Kedro-Diff (work in progress)

I’ve been doing a lot of code review lately, and sometimes the PR has a lot going on. It’s really hard to see from the diffs what has changed in the pipeline without combing though each line very carefully. I started a cli plugin to be able to see pipeline diffs between two different commits/branches with a familiar interface.

End goal is going to be something along the lines of this.

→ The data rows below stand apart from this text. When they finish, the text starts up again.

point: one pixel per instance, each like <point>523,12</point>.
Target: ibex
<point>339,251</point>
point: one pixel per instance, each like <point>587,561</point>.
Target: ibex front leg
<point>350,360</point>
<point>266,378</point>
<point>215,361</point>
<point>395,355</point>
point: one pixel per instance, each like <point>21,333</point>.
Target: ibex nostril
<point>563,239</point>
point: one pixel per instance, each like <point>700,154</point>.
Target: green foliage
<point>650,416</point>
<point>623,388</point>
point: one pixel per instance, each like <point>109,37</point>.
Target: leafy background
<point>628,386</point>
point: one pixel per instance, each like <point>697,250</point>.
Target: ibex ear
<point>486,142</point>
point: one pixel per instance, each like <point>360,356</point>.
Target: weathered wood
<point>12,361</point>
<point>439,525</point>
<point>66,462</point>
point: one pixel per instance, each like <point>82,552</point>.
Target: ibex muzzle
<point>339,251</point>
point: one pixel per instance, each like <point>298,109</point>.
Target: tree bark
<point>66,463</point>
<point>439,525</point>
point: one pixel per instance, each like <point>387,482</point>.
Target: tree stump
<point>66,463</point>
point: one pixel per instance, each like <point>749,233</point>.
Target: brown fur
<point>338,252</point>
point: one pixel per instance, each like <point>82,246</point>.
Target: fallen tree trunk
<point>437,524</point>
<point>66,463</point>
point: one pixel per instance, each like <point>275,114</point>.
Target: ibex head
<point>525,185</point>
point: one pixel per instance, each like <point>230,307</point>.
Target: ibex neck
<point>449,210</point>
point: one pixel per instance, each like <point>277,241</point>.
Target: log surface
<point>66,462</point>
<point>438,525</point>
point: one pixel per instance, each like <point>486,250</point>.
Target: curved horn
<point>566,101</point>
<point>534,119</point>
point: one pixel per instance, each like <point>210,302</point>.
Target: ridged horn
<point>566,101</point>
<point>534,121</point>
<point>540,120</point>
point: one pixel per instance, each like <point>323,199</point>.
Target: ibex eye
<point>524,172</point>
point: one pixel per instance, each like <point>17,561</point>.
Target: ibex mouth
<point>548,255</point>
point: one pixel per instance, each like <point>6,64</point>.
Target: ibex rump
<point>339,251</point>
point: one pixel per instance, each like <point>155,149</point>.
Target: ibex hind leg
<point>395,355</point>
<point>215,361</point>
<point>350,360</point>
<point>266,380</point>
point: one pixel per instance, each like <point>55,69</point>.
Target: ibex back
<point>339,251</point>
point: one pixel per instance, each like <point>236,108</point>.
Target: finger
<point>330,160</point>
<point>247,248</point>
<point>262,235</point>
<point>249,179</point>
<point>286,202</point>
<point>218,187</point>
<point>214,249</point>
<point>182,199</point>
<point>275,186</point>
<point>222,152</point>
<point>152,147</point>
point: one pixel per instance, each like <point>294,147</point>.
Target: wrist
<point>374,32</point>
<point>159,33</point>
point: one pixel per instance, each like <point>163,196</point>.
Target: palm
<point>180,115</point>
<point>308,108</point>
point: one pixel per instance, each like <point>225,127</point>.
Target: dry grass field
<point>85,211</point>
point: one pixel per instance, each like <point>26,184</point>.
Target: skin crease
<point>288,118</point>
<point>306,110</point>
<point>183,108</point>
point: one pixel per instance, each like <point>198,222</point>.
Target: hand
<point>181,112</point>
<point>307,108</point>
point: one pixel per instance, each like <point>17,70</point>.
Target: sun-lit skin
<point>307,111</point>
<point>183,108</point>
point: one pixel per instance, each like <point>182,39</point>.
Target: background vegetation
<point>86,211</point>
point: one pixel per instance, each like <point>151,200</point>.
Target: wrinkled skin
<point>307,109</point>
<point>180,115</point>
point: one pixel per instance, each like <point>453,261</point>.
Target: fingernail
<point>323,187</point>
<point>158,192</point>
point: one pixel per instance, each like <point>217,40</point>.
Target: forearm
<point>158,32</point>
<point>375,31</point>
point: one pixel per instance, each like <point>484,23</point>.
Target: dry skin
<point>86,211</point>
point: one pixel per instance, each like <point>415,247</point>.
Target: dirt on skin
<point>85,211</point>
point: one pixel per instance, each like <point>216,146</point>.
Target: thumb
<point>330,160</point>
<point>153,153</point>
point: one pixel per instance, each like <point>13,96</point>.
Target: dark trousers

kedro diff --stat develop..master
M  __default__      | 6 ++++-
M  data_science     | 3 +++
M  data_engineering | 3 ++-
?? new_pipeline

4 pipelines changed, 5 insertions(+), 4 deletions(-)
3 Likes

Now compares inputs, outputs, and tags when checking for modified nodes.

image

2 Likes

Fixed how modified nodes are printed, I was only counting the add in the last example. When you do a git diff --stat on a file that has a modified line it shows up a a 2 +- rather than a 1 +

image

2 Likes

Was able to play with kedro_diff on a larger pipeline, its definitely a bit slow without caching or parallelization as listing nodes for each commit creates two temp copies of the project and loads a kedro session, and each following pipeline currently loads a separate kedro session.

I am excited to start seeing pieces start coming together to enable more complex diffs than just --stat

Getting started on the full detailed diff view, which will be the default.